Sponsored by Sen. John McCoy (D-Tulalip), Senate Bill 5079 would permit specific privileges for Native American voters living on tribal lands. Currently, not all reservations have standard addresses, making voter registration difficult. Additionally, ballot drop boxes are often up to 100 miles away.
The bill would permit Native Americans living on reservations to register online with a tribal identification card, use designated tribal building addresses for registration and request voter registration support and ballot drop boxes.
“Voter participation is not a partisan issue. It is the foundation of our democratic system and must be protected by all sides,” McCoy said. “Democrats and Republicans should be able to work together to ensure that our electoral system works in the interest of all Americans. Our democracy works best when we all have the opportunity to participate. When entire communities are denied access to the ballot box, lawmakers need to take a look at systemic issues that need to be addressed.”
Tribal members and leaders from across Washington attended the final House floor vote in solidarity.
“The Cowlitz Tribe has deep appreciation and gratitude for Sen. McCoy and Rep. Lekanoff for championing this legislation. It continues our tribe’s long legacy of fighting for Native American rights,” stated Chair Bill Iyall. “The Cowlitz people believe the Native American Voting Rights Act is the lasting continuation of our grandfather’s work.”
Iyall’s grandfather, Frank Iyall, played an integral part in passage of the Native American Citizenship Act of 1924, working alongside President Coolidge. Frank Iyall died before Native Americans received voting rights in Washington state.
“There are five veterans in my immediate family, and like many Native families, they have served to protect our right to vote,” stated Colville Tribal Member Yvette Joseph. “The Native Voting Rights Act will ensure this precious right is protected on reservations in Washington State.”
“The Spokane Tribe supports the Native American Voting Rights Act. This will provide great opportunity for Tribal Citizens to exercise their right to vote,” said Carol Evans, chairwoman of the Spokane Tribal Business Council.

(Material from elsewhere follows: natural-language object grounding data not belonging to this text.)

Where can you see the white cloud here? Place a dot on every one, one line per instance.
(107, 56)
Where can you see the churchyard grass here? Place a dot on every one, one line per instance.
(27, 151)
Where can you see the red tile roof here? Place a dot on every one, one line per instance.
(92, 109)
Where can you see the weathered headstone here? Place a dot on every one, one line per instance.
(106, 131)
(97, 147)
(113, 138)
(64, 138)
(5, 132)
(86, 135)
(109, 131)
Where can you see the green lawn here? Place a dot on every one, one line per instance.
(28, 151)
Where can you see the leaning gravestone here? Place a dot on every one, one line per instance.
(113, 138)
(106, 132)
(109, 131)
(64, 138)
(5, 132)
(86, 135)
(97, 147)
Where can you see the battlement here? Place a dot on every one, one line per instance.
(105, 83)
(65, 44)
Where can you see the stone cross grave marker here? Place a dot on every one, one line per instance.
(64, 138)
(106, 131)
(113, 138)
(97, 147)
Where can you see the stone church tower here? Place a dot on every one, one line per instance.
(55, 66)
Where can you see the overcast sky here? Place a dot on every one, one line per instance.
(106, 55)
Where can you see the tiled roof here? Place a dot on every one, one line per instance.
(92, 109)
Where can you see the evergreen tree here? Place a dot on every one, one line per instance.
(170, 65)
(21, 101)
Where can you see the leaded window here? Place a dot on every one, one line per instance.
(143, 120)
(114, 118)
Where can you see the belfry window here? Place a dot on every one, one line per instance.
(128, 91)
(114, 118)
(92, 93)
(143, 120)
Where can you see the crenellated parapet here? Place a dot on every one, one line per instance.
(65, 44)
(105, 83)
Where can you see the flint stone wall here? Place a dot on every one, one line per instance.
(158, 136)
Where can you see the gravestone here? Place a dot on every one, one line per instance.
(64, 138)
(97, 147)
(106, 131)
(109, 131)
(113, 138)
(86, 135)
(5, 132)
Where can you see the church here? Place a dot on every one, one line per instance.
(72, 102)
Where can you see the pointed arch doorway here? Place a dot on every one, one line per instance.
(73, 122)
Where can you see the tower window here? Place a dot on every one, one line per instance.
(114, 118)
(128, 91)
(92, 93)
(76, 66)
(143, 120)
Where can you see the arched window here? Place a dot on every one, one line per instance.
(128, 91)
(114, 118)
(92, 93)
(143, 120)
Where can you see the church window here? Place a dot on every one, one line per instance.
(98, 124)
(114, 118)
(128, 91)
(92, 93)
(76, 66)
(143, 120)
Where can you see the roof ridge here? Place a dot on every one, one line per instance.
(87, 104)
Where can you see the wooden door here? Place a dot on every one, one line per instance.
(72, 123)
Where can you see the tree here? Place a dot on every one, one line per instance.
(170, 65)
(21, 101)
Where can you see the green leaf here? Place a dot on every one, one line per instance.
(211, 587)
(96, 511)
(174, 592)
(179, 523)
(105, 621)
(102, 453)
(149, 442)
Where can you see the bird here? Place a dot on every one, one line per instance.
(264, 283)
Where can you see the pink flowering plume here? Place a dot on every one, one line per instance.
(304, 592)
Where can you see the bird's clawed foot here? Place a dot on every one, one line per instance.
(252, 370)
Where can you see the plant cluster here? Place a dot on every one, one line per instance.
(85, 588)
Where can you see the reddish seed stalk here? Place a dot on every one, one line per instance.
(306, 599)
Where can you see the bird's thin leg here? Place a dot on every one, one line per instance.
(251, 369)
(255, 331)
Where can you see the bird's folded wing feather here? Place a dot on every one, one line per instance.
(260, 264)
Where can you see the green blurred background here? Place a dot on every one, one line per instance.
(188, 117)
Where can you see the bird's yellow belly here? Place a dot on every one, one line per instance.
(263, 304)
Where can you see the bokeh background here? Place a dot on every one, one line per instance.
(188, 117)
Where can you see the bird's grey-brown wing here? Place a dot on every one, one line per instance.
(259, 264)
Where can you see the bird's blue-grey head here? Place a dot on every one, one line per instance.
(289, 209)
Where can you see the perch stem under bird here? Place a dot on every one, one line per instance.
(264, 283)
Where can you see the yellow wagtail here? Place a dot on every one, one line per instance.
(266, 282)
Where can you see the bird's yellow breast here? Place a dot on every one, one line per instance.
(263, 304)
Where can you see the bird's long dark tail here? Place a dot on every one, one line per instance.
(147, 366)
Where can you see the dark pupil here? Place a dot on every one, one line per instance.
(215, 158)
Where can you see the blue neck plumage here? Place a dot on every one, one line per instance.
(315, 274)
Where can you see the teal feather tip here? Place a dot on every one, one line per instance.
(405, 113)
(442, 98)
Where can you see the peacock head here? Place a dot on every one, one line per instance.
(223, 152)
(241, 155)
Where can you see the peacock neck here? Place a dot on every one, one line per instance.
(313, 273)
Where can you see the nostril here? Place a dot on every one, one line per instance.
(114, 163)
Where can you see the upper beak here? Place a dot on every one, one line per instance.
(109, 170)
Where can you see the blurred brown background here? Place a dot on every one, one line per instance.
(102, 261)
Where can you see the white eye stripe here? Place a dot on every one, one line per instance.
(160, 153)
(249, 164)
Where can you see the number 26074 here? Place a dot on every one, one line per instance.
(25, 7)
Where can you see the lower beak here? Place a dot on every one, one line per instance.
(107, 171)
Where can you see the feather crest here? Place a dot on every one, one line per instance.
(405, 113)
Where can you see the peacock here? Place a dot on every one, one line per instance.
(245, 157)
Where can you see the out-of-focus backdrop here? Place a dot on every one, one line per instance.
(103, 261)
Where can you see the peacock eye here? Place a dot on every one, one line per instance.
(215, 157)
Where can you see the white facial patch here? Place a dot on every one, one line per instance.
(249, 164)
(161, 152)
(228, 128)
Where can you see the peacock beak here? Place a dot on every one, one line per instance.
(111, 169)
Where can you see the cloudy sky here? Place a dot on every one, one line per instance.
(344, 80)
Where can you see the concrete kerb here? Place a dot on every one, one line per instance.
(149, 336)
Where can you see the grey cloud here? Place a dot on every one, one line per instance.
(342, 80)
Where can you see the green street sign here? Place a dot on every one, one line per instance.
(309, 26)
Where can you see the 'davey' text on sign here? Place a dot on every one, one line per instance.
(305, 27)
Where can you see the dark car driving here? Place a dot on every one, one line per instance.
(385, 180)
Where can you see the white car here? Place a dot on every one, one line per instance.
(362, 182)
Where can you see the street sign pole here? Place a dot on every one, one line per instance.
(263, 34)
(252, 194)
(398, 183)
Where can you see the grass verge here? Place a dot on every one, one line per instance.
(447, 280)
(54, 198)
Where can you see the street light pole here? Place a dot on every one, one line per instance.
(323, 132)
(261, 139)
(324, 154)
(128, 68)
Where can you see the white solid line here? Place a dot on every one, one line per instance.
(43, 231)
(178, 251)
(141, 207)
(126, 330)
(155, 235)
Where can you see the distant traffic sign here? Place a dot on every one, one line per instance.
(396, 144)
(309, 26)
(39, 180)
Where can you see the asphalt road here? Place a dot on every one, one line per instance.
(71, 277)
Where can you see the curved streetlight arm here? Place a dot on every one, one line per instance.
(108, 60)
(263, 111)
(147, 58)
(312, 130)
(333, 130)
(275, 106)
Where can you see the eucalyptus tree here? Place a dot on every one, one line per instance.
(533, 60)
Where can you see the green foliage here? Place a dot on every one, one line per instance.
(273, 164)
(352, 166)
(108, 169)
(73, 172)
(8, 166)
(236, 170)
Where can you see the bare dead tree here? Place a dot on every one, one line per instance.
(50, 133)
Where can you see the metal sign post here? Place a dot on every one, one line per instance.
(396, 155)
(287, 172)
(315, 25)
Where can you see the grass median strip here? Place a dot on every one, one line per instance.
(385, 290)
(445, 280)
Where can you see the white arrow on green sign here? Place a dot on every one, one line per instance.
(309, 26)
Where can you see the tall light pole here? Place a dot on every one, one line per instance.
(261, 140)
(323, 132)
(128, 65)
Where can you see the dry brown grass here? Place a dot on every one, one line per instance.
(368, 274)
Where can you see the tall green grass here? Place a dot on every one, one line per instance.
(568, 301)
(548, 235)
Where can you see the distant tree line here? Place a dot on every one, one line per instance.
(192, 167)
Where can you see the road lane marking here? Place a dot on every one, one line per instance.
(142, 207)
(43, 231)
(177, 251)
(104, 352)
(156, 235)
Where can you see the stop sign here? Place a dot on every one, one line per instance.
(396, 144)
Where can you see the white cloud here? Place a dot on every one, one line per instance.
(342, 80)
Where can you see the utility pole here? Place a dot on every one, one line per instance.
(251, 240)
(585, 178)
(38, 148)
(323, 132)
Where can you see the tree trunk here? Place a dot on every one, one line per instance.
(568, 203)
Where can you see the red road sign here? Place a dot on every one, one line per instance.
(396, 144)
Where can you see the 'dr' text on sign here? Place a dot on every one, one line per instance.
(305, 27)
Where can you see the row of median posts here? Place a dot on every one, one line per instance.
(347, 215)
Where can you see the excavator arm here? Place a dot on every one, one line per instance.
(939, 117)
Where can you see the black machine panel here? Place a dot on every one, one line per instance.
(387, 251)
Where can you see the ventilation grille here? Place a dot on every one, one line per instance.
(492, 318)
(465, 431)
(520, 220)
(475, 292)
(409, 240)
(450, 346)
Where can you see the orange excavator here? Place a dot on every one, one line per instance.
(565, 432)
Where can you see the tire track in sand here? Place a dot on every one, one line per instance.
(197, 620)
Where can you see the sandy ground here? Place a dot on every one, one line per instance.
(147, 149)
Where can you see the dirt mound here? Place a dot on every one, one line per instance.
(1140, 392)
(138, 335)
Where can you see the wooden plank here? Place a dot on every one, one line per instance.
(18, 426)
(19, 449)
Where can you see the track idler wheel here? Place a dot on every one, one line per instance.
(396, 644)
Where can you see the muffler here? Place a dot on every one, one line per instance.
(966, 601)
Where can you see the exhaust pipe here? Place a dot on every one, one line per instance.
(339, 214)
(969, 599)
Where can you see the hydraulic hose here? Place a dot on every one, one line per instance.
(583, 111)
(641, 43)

“Washington State rises as a leader of this great Nation with the Native American Voting Rights Act,” Swinomish Chairman Brian Cladoosby stated. “We honor those who worked on this legislation, and their collaboration to find pathways to ensure every American’s right to vote.”
The bill will head back to the Senate to vote on amendments made in the House before going to the Governor’s desk to be signed into law.
Lekanoff, who sponsored the House companion bill, is the first Native American woman to serve in the House of Representatives.